From September 2016 to October 2017, 110 patients with early KOA (51 males and 59 females, aged 45- to 64-years-old, with an average age of 52.0 ± 4.1 years) who received treatment at the outpatient clinic of the orthopedics and rheumatology departments and had intact follow-up data were retrospectively reviewed according to the inclusion and exclusion criteria. Inclusion criteria: (1) Diagnosed as KOA according to the American Academy of Orthopedic Surgeons (AAOS) Guidelines for the Diagnosis and Treatment of Knee Osteoarthritis; (2) Receiving initial treatment with a medical history shorter than 6 mo; excluding those with moderate amounts of effusion in the joint upon musculoskeletal ultrasound); (3) Clinical staging: Kellgren-Lawrence (K-L) grade 0-II upon plain X-ray scan; (4) Age > 54 years old; (5) No history of severe knee joint trauma or ligament rupture, with intact bone and ligament structures; (6) Knee joint having at least 100° mobility, with varus and valgus deformity < 5°; and (7) Consenting to intra-articular puncture[1]. Exclusion criteria: (1) Inflammatory lesions of the knee joint, such as rheumatoid arthritis, reactive arthritis, gout and ankylosing spondylitis; (2) Infectious arthritis; (3) Severe osteoporosis; (4) History of knee joint surgery; (5) Allergic to sulfonamides; (6) Severe neuropsychiatric disorders or organic diseases of the heart, liver and kidneys; and (7) Poor compliance and uncooperative with the follow-up. All patients provided informed consent and agreed to participate in the study. This study was approved by the ethics committee of our hospital. The ethical committee approval number is 2016NL-036-02.
According to the treatment modalities, these patients were divided into three groups: Basic treatment + oral glucosamine (group A, n = 37), oral celecoxib + basic treatment + oral glucosamine (group B, n = 37), and intra-articular injection of parecoxib + basic treatment + oral glucosamine (group C, n = 36).
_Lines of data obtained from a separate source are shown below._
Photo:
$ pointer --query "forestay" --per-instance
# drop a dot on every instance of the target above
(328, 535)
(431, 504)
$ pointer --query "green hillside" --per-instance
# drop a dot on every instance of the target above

All patients were asked in detail about their medical history, and received X-ray scans and musculoskeletal ultrasounds. All of them signed the informed consent for intra-articular puncture. There were no significant differences between the three groups in terms of demographic information (gender, age, K-L grade, course of disease, body mass index) (Table 1).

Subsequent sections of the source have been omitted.